The copious and compendious wealth of data in this study is dizzying. One can learn new things on every page. The long French and German footnotes could be excised to reduce bulk, but I must say I never knew before that Charles Haddon Spurgeon took communion every day either at the Tabernacle or in his home. His basic instincts on Scripture are sound (581), and his briefer chapters on Black preaching and Southern Baptist preaching are positive.

His outstanding treatment of Timothy Dwight's vision of a Christian commonwealth and evangelical confrontation with the Enlightenment have significant contemporary relevance. The historical seams are, on the whole, informative and incisive. Having loved F.W. Krummacher for his great preaching on the Cross of Christ, I was elated to discover from Old that he also published a volume of sermons entitled The Risen Redeemer. Such discoveries are invaluable as we seek freshness and forcefulness in preaching the great special days in the Christian calendar, in my view some of the hardest sermons to prepare.
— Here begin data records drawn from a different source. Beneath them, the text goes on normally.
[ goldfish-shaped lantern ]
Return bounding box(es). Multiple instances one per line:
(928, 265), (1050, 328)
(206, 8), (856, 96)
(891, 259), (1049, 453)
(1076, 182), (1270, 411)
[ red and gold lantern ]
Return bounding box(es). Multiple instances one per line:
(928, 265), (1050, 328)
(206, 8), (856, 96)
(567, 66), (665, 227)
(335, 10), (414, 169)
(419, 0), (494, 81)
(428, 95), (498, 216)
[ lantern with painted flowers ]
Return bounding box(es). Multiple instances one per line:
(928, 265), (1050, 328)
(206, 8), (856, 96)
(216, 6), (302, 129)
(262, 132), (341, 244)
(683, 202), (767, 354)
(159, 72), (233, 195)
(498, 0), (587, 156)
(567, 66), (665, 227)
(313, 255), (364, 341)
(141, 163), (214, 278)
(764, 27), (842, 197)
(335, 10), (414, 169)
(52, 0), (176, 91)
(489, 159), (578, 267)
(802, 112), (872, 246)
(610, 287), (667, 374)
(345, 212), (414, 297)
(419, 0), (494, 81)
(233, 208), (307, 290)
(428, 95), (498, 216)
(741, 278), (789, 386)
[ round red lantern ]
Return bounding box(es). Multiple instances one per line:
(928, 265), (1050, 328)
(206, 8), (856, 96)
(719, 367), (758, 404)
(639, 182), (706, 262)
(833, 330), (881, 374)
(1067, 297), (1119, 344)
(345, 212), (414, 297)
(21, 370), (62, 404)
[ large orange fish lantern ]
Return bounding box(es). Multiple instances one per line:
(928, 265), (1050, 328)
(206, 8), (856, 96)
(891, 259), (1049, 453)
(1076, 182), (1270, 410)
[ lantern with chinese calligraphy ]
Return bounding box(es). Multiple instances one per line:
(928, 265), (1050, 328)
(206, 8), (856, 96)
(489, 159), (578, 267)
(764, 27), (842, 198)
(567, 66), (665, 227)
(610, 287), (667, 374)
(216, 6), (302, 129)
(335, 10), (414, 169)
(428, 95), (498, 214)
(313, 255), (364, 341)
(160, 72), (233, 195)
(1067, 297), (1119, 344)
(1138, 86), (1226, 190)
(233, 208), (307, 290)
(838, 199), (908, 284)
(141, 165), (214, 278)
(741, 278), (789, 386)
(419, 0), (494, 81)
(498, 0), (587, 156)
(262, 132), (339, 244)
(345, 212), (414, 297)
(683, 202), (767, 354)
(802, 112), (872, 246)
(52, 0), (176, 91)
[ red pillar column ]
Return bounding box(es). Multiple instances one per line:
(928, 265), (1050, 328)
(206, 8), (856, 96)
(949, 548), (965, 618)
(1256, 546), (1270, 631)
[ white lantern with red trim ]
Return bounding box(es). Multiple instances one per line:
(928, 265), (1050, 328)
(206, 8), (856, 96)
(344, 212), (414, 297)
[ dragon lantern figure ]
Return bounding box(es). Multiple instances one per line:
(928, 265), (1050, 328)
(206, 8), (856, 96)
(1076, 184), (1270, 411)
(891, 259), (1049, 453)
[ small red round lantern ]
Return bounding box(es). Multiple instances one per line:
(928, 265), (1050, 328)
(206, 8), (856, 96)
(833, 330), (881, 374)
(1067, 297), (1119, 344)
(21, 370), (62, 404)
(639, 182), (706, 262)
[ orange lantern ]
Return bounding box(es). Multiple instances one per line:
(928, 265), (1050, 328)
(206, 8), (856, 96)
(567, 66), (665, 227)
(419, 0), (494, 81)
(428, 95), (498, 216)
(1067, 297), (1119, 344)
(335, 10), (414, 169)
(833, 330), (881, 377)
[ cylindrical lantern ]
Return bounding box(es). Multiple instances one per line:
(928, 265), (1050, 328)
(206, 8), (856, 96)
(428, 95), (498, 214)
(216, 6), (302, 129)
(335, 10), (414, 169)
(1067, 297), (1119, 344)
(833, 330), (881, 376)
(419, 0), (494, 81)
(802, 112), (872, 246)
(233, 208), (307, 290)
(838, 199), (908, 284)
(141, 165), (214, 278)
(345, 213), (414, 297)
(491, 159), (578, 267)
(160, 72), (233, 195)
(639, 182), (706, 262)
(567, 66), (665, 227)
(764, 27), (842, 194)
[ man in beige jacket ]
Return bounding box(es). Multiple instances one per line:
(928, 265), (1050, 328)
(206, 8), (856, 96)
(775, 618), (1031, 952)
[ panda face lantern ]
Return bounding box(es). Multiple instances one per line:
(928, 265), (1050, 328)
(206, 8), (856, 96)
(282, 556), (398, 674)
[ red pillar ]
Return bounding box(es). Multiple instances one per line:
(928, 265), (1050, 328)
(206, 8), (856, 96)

Some earlier identified sub‑texts and undercurrents continue to occasion concern as we canvas this high‑quality work and readers should be aware of them, for whatever they are worth:

1) The tendency to make systematic Calvinism the standard of orthodoxy is troubling. Every historian has a bias, but is failure to preach TULIP really the mother of all apostasy? Old loves the Wesleys and William Sangster but "frontier Arminianism" is naughty, and what condemns Norman Vincent Peale is that he was an Arminian (572). (The truth is, many Arminians don't want him either, as William Sangster and A.W. Tozer would be quick to say). When Old is so generous and gracious to Schleiermacher and Harry Emerson Fosdick—who denied supernaturalism entirely—how about a little brotherliness to those for whom Dort is not the New Jerusalem?